Understanding the properties of objects under a natural product operation is a central theme in mathematics, computer science and physics. Examples of such basic objects include noisy communication channels in information theory, computational problems in algebraic complexity, and graphs in discrete mathematics. In this PhD thesis, we study the asymptotic growth of relevant properties for the powers of such objects.

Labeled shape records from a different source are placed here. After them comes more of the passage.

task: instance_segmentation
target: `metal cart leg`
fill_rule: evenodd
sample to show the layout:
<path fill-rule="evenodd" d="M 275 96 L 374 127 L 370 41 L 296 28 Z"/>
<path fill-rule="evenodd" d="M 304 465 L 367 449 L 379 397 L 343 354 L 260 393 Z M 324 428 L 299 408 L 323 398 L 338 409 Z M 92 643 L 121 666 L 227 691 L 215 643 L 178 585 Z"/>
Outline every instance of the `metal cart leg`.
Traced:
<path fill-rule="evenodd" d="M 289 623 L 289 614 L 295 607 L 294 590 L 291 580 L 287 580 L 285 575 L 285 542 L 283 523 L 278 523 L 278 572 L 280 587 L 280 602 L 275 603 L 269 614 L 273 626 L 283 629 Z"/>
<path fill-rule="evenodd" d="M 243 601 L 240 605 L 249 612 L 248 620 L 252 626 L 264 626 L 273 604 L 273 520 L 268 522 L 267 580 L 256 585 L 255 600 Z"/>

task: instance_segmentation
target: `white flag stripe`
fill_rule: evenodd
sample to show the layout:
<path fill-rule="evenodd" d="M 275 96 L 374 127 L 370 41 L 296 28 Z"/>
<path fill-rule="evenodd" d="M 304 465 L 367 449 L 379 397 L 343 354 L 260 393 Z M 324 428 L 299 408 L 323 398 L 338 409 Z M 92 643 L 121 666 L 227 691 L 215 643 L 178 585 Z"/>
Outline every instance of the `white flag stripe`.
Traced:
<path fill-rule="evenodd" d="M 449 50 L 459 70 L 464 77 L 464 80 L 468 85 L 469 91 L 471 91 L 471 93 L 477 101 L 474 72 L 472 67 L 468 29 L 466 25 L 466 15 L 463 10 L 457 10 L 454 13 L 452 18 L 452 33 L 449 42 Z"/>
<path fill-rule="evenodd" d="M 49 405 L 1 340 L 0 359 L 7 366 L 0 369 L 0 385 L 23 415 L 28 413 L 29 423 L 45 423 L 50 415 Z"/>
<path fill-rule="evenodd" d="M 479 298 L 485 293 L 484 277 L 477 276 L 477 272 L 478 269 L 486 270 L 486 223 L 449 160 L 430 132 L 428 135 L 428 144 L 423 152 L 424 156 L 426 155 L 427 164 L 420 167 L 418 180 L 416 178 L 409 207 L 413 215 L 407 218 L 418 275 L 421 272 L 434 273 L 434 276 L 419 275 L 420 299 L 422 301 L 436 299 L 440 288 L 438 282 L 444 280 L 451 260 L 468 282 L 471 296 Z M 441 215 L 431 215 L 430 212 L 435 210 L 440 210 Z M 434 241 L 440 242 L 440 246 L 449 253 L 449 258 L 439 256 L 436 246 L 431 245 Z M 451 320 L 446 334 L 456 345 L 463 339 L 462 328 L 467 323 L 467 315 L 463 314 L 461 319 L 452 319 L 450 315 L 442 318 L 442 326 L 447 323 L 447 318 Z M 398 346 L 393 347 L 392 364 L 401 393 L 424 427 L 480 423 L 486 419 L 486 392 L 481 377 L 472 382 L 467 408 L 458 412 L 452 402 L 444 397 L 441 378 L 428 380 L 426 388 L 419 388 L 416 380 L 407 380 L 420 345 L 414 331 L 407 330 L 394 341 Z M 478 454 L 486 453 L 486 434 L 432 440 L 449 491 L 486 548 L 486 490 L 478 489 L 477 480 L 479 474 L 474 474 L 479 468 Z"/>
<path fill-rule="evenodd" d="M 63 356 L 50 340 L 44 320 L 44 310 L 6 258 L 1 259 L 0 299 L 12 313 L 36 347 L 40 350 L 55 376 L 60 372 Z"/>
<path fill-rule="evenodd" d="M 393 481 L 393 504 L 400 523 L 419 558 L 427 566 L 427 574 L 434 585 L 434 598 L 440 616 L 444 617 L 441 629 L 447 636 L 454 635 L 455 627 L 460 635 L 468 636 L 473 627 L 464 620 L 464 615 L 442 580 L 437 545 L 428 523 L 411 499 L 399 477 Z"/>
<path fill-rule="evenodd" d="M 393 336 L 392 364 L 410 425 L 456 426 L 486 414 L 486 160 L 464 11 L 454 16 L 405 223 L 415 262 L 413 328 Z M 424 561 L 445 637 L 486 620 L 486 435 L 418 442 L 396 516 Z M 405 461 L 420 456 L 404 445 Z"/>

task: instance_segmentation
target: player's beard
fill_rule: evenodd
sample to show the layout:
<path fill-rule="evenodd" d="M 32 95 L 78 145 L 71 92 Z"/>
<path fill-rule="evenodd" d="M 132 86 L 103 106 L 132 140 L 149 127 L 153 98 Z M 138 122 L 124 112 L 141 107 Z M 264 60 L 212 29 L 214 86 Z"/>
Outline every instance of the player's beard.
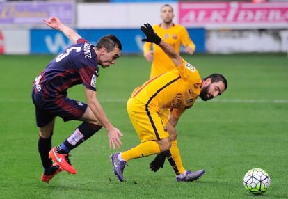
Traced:
<path fill-rule="evenodd" d="M 164 20 L 164 23 L 166 24 L 166 25 L 170 25 L 170 24 L 172 24 L 172 19 L 169 19 L 169 20 Z"/>
<path fill-rule="evenodd" d="M 206 86 L 201 90 L 200 95 L 199 95 L 202 100 L 207 101 L 208 100 L 211 100 L 213 98 L 213 96 L 211 95 L 207 95 L 209 93 L 209 89 L 210 88 L 210 85 Z"/>

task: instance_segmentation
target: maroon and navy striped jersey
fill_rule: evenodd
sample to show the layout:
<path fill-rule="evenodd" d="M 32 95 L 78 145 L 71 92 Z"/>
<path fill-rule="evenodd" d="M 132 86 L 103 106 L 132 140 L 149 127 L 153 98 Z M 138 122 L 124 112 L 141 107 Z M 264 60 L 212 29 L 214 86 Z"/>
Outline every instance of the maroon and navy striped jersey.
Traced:
<path fill-rule="evenodd" d="M 93 47 L 81 38 L 63 50 L 36 77 L 35 92 L 47 98 L 63 97 L 68 88 L 77 84 L 95 91 L 99 67 Z"/>

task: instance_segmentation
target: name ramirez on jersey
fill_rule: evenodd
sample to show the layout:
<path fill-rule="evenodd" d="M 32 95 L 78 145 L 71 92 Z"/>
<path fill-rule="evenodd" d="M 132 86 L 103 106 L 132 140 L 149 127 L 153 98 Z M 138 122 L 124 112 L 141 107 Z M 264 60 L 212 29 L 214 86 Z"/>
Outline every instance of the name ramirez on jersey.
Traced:
<path fill-rule="evenodd" d="M 93 47 L 81 38 L 63 50 L 36 77 L 35 92 L 47 99 L 65 97 L 67 90 L 77 84 L 96 91 L 99 67 Z"/>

The first objects we consider are hypergraphs equipped with the strong product operation and the property of interest is the independence number. The asymptotic growth of the independence number of a hypergraph is known as the Shannon capacity. We introduce a general method for lower bounding the Shannon capacity of hypergraphs via combinatorial degenerations, a notion which originates from the study of matrix multiplication in algebraic complexity theory. This allows us to obtain the best-known lower bounds for multiple combinatorial problems, including the corner problem and its application in communication complexity.
Tensors are the second considered objects. We can equip them with the tensor product and the property of interest is the symmetric subrank. The symmetric subrank is a notion we introduce motivated by limitations of current tensor methods to bound the Shannon capacity of hypergraphs. We prove precise relations and separations between subrank and symmetric subrank. We also prove that for symmetric tensors, the subrank and the symmetric subrank are asymptotically equal. This proves the asymptotic subrank analogon of a conjecture known as Comon’s conjecture in the theory of tensors.
Finally, we study the growth of the divergence between tensor powers of quantum channels. By exploiting symmetries, we propose efficient algorithms to approximate the asymptotic channel divergence between channels. As an application, we obtain improved bounds on quantum channel capacities.